Be Curious About Your Compute
After facing a blocker related to hardware, I decided to deep dive into it: An Explainer
Hardware Often Takes The Backseat
I've been a software guy throughout my journey and rarely I've tried to lift the curtain up and focus on the hardware. Those rare times probably happened during my IOT study sessions at my engineering course.
Most of the blockers I've ever faced during my AI engineering journey, have been related to software. Broken drivers, unpatched source code, outdated libraries and of course classic python quirks.
But one day I faced a blocker, obviously not knowing that it was hardware related. At my internship, I was trying to draw inference from an Automatic1111 server on AWS, the server was equipped with two specific diffusion models, one was SDXL (very heavy) another was an SD1.5 (lighter). However drawing inference from one model caused the next inference from the second model to be very slow. My first reaction was that it was because of caching.

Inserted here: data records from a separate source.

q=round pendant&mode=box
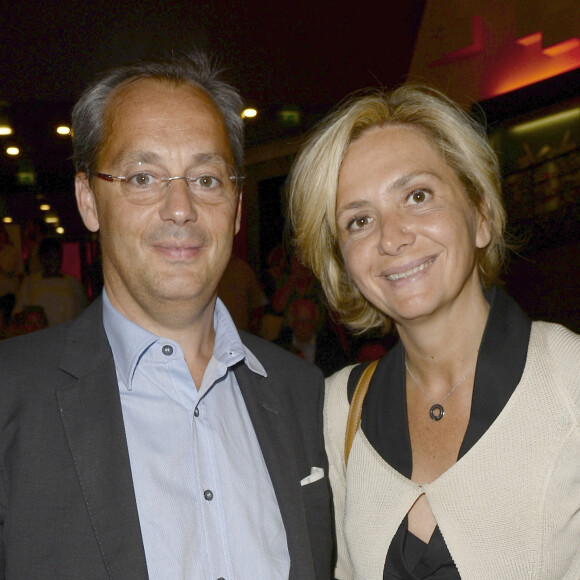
[429,403,445,421]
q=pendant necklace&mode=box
[405,361,475,421]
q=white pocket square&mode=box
[300,467,324,485]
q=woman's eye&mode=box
[408,189,429,204]
[347,216,369,230]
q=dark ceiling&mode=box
[0,0,425,238]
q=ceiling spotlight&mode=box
[242,107,258,119]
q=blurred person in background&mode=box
[14,238,88,326]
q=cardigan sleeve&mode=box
[324,366,354,580]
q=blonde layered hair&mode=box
[288,84,506,332]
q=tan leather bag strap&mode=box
[344,360,379,466]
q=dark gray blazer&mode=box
[0,300,332,580]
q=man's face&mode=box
[76,79,240,327]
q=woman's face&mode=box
[336,125,490,326]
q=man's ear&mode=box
[75,172,100,232]
[234,192,243,235]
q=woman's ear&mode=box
[75,172,100,232]
[475,200,491,248]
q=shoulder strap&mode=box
[344,360,379,466]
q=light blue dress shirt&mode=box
[103,292,290,580]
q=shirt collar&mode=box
[103,289,267,390]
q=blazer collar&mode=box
[56,300,148,580]
[234,364,316,580]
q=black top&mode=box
[348,288,531,580]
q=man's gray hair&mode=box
[72,51,244,175]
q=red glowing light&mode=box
[430,16,580,99]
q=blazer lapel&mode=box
[56,301,148,580]
[235,364,316,580]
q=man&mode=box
[0,55,331,580]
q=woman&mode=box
[289,85,580,580]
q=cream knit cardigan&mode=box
[324,322,580,580]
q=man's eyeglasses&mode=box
[87,164,244,205]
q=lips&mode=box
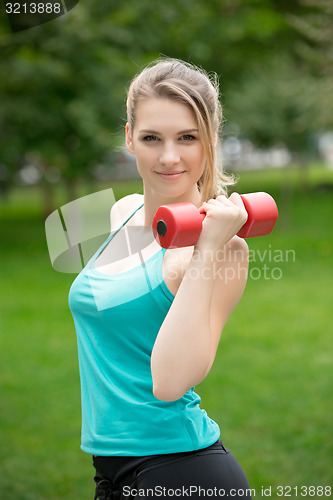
[156,170,185,181]
[156,170,184,175]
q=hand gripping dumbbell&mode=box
[152,192,278,252]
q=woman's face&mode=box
[126,98,205,198]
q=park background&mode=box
[0,0,333,500]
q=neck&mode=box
[144,185,202,226]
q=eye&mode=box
[142,135,157,142]
[180,134,196,142]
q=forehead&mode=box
[135,99,197,132]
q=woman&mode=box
[69,59,250,499]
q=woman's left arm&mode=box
[151,236,248,401]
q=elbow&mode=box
[153,383,187,402]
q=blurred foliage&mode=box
[0,0,333,190]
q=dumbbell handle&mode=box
[153,192,278,248]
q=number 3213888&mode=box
[276,486,332,497]
[5,2,61,14]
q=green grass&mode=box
[0,166,333,500]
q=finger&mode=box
[229,193,245,210]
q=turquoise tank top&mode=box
[69,201,220,456]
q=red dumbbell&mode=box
[152,193,278,252]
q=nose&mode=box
[160,143,180,167]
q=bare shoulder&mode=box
[110,193,143,231]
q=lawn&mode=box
[0,166,333,500]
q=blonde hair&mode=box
[127,58,234,201]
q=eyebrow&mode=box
[139,128,199,135]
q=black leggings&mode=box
[93,439,251,500]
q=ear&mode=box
[125,123,135,155]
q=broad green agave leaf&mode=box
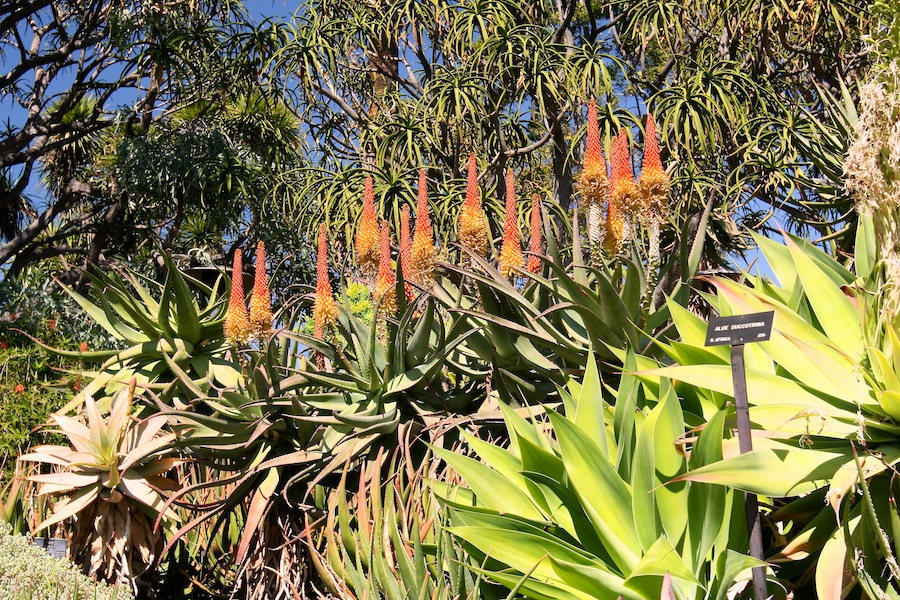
[434,355,755,600]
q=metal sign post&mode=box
[706,312,775,600]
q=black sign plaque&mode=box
[706,311,775,346]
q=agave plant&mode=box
[19,379,181,584]
[435,355,777,599]
[637,218,900,598]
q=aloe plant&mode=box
[35,253,240,413]
[434,356,777,599]
[19,379,181,582]
[307,445,517,600]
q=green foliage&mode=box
[0,336,68,472]
[0,521,133,600]
[312,448,514,600]
[297,282,375,343]
[41,254,239,411]
[435,355,783,599]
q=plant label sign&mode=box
[706,311,775,346]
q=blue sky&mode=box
[0,0,774,279]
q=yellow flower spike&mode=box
[356,177,378,277]
[528,194,544,273]
[578,100,610,263]
[500,169,525,278]
[637,114,669,263]
[410,169,437,286]
[222,250,250,345]
[250,241,272,338]
[313,223,338,339]
[459,153,490,256]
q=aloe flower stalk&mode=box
[374,222,397,314]
[637,114,669,263]
[399,206,415,302]
[500,169,525,277]
[222,249,250,345]
[603,144,625,254]
[459,154,490,256]
[410,169,437,286]
[528,194,544,273]
[578,100,609,263]
[250,241,272,338]
[356,177,378,276]
[612,129,641,244]
[313,223,338,339]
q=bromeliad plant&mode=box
[435,355,776,600]
[19,379,181,587]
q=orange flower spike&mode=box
[638,115,669,219]
[611,129,640,214]
[250,241,272,337]
[528,194,544,273]
[641,113,665,175]
[222,250,250,345]
[356,177,378,276]
[603,136,627,254]
[313,223,338,339]
[400,205,415,302]
[578,100,609,205]
[374,222,397,314]
[410,169,437,286]
[500,169,525,277]
[459,154,490,256]
[637,114,669,263]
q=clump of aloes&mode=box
[19,379,181,585]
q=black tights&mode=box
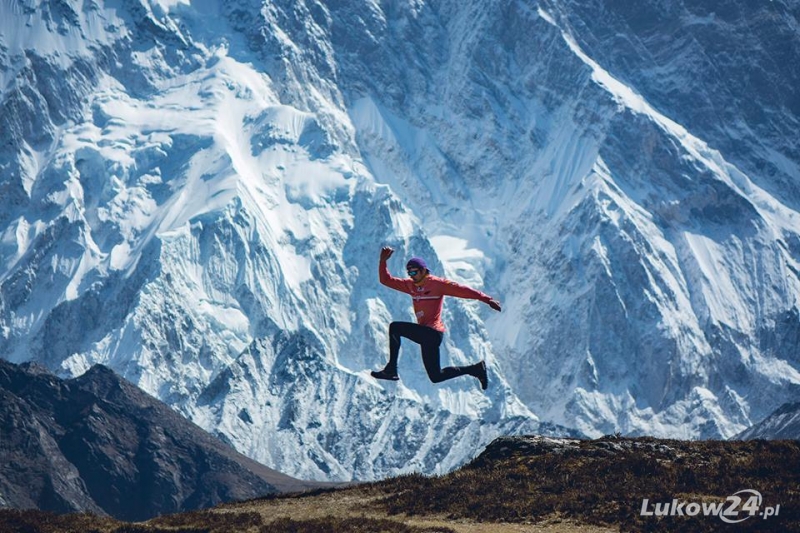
[386,322,476,383]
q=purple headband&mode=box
[406,257,428,270]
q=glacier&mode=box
[0,0,800,480]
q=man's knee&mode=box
[428,372,445,383]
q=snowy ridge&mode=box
[0,0,800,480]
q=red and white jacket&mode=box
[378,261,492,331]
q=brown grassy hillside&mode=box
[0,437,800,533]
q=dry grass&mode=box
[0,437,800,533]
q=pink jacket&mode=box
[378,261,492,331]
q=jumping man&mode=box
[372,246,500,390]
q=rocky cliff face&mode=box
[0,0,800,479]
[0,361,312,521]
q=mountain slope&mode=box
[0,361,314,521]
[0,0,800,479]
[735,403,800,440]
[0,436,800,533]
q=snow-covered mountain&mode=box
[735,402,800,440]
[0,0,800,479]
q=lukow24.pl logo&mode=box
[640,489,781,524]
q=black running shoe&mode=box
[475,361,489,390]
[370,369,400,381]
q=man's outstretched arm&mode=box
[378,246,408,293]
[442,279,502,311]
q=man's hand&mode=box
[381,246,394,261]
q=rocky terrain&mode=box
[0,360,318,520]
[0,436,800,533]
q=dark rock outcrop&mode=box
[0,360,312,520]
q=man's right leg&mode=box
[372,322,421,381]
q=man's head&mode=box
[406,257,428,281]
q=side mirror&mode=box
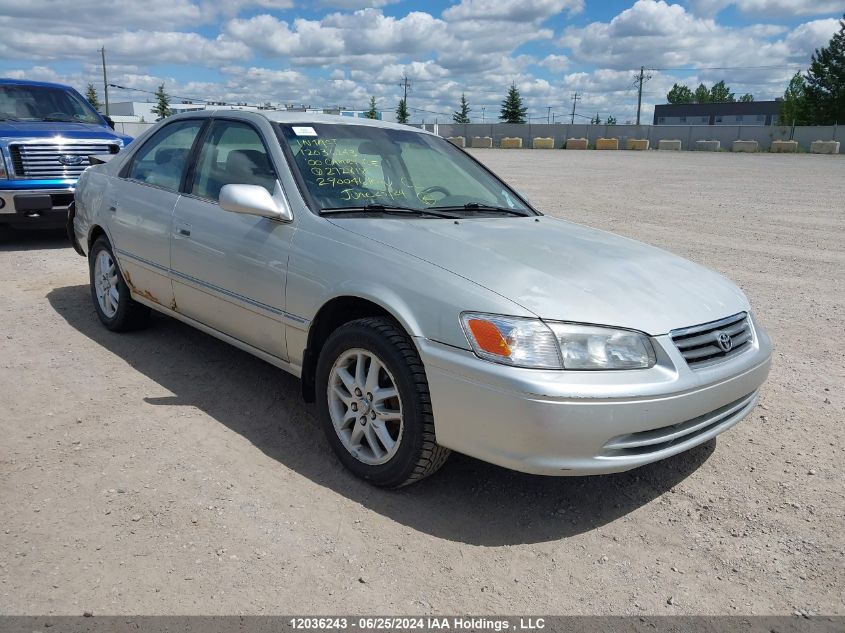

But after debugging this issue, I learned that this was expected behavior by Automatic1111 module. It loaded a model into VRAM and "kept it hot" for fast inference then loaded the second model, hence resulting in slow inference.
That day I learnt that understanding and knowing the relation between the software and hardware interactions goes a long way.

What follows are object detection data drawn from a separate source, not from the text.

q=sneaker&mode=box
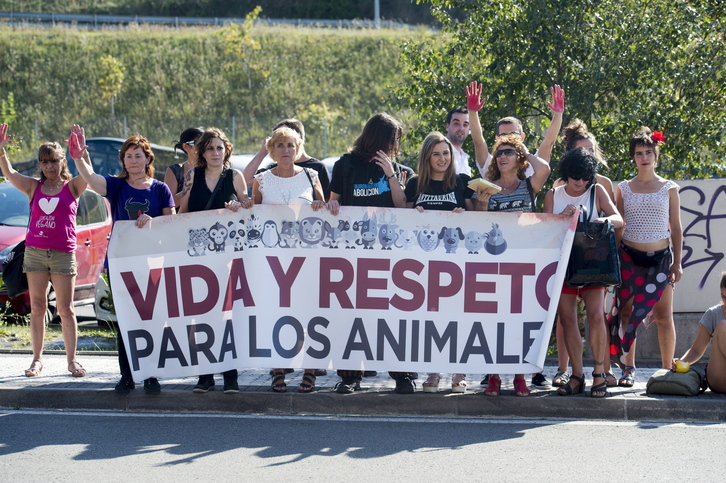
[532,372,550,387]
[394,376,416,394]
[113,376,135,394]
[222,369,239,394]
[194,374,214,394]
[144,377,161,394]
[335,377,360,394]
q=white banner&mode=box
[109,205,576,380]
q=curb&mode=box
[0,383,726,422]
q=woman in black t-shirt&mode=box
[405,131,474,392]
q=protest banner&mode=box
[109,205,576,380]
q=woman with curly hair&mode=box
[606,127,683,387]
[179,127,253,394]
[544,148,623,398]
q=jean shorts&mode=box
[23,246,78,275]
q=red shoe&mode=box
[514,377,529,397]
[484,376,502,396]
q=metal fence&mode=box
[0,12,410,28]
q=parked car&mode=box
[0,181,112,323]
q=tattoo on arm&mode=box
[182,169,192,198]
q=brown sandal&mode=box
[25,359,43,377]
[297,372,316,392]
[68,361,86,377]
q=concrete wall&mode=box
[676,179,726,312]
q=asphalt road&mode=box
[0,411,726,482]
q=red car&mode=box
[0,181,112,323]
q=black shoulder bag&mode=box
[565,189,621,287]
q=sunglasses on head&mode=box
[494,148,517,158]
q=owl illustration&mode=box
[262,220,280,248]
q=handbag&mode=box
[645,366,708,396]
[565,189,621,287]
[2,240,28,299]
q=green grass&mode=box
[0,317,116,351]
[0,25,432,162]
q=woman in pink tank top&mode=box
[0,124,86,377]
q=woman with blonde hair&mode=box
[405,131,474,393]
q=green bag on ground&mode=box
[645,366,708,396]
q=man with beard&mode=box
[446,107,471,176]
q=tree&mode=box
[218,5,269,90]
[395,0,726,179]
[98,55,124,123]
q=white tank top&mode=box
[618,180,678,243]
[552,184,598,221]
[255,168,318,205]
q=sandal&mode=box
[451,374,466,393]
[552,371,570,387]
[484,375,502,396]
[557,374,586,396]
[590,372,608,398]
[25,359,43,377]
[272,369,287,392]
[423,372,441,392]
[298,371,317,392]
[512,377,529,397]
[618,366,635,387]
[68,361,86,377]
[605,372,618,387]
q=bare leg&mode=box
[584,290,607,396]
[656,284,676,369]
[557,294,583,394]
[708,320,726,393]
[555,320,570,378]
[50,273,78,371]
[27,272,50,360]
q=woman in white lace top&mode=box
[606,127,683,387]
[252,127,325,392]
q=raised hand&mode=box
[547,84,565,113]
[71,124,86,146]
[466,81,487,112]
[66,133,88,160]
[66,124,88,159]
[0,123,10,149]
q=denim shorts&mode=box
[23,246,78,275]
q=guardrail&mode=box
[0,12,410,28]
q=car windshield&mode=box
[0,181,30,226]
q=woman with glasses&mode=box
[466,82,550,396]
[0,124,86,377]
[544,148,623,398]
[327,112,414,394]
[252,126,325,392]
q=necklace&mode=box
[46,179,63,191]
[502,179,519,192]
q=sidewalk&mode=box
[0,351,726,421]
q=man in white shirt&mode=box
[446,107,471,176]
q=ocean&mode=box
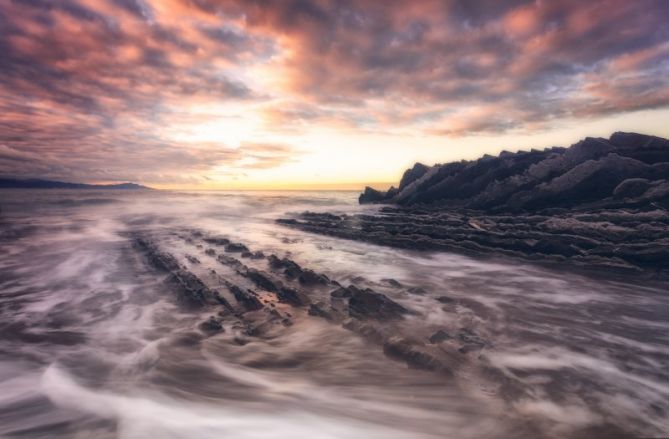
[0,190,669,439]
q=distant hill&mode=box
[0,178,151,190]
[360,133,669,211]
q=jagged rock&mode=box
[246,268,280,293]
[308,302,333,320]
[200,316,225,334]
[359,186,386,204]
[203,237,230,246]
[383,336,442,370]
[407,287,427,296]
[613,178,652,198]
[359,133,669,211]
[186,255,200,264]
[347,285,409,319]
[399,163,430,191]
[228,285,263,311]
[276,286,306,306]
[429,329,451,344]
[381,279,402,288]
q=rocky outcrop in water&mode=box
[131,230,485,374]
[277,133,669,277]
[360,133,669,212]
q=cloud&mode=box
[0,0,669,182]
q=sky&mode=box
[0,0,669,189]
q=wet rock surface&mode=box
[129,230,483,375]
[277,133,669,278]
[278,204,669,276]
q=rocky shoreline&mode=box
[277,207,669,278]
[277,133,669,278]
[129,230,480,376]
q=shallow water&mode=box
[0,190,669,438]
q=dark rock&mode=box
[399,163,430,191]
[204,237,230,245]
[297,269,330,285]
[358,186,386,204]
[613,178,652,198]
[186,255,200,264]
[407,287,427,296]
[383,337,442,370]
[200,316,224,334]
[245,268,280,293]
[381,279,402,288]
[276,286,306,306]
[457,328,487,347]
[228,285,263,311]
[347,285,409,319]
[308,302,332,320]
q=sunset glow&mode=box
[0,0,669,189]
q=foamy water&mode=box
[0,190,669,439]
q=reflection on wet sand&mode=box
[0,191,669,438]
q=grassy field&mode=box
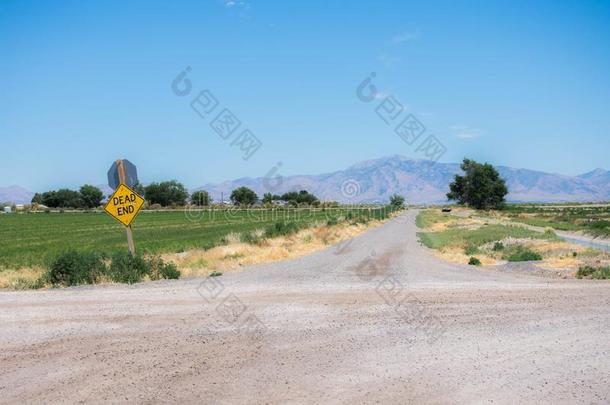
[0,208,389,269]
[505,204,610,237]
[416,205,610,279]
[417,210,554,249]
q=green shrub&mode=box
[108,252,149,284]
[44,250,106,286]
[108,252,180,284]
[493,242,504,252]
[464,245,479,256]
[239,231,264,245]
[264,221,300,238]
[147,257,180,280]
[544,226,557,237]
[326,217,339,226]
[576,266,610,280]
[506,246,542,262]
[468,257,481,266]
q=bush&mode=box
[147,257,180,280]
[506,246,542,262]
[468,257,481,266]
[44,250,106,286]
[239,231,263,245]
[108,252,150,284]
[264,221,301,238]
[326,217,339,226]
[576,266,610,280]
[464,245,479,256]
[108,252,180,284]
[544,226,557,236]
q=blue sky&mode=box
[0,0,610,191]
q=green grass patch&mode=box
[0,206,393,271]
[415,209,451,229]
[576,266,610,280]
[504,246,542,262]
[418,224,555,249]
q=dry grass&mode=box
[162,221,382,277]
[434,247,500,266]
[0,216,390,290]
[426,208,610,273]
[0,267,44,290]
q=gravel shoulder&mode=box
[0,211,610,404]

"Not thinking about the hardware" is something I observe a lot from peers and engineers. So, I had the idea to write this blog.
Types Of Available Hardware
CPU vs GPU vs TPU
Aspect | CPU | GPU | TPU |
---|---|---|---|
Role | General-purpose processor, brain of the computer | Originally for graphics, now massively parallel compute | Custom ASIC by Google for tensor operations & deep learning |
Cores | Few powerful cores (2–64, more in servers) | Thousands of lightweight cores (A100 ~7,000+) | Systolic arrays with Matrix Multiply Units (MXUs) |
Execution Model | Low-latency, sequential, strong branch handling | SIMT/SIMD, warp scheduling, high throughput | Data flows across systolic array; highly specialized instructions |
Memory | Large cache hierarchy, moderate bandwidth | High-bandwidth VRAM (HBM/GDDR), smaller caches, bulk data optimized | HBM tightly coupled with compute; optimized for DL precision formats |
Strengths | Versatile, single-thread performance, task switching | Matrix/vector math, AI/ML training, rendering, high throughput | Extremely efficient at AI training/inference, high perf-per-watt |
Weaknesses | Limited parallelism, not efficient for massive matrix ops | Poor at branch-heavy sequential code, higher latency, needs CUDA/OpenCL | Not general-purpose, tied to Google ecosystem, less flexible |
AI or any computationally expensive workload, requires extremely high throughput as the calculations are extremely straight forward (matmul, gradient averages, dot products, etc...) unlike the calculations the CPU does which includes complex branching logic and minimal latency. Hence GPUs and TPUs are extremely popular choices.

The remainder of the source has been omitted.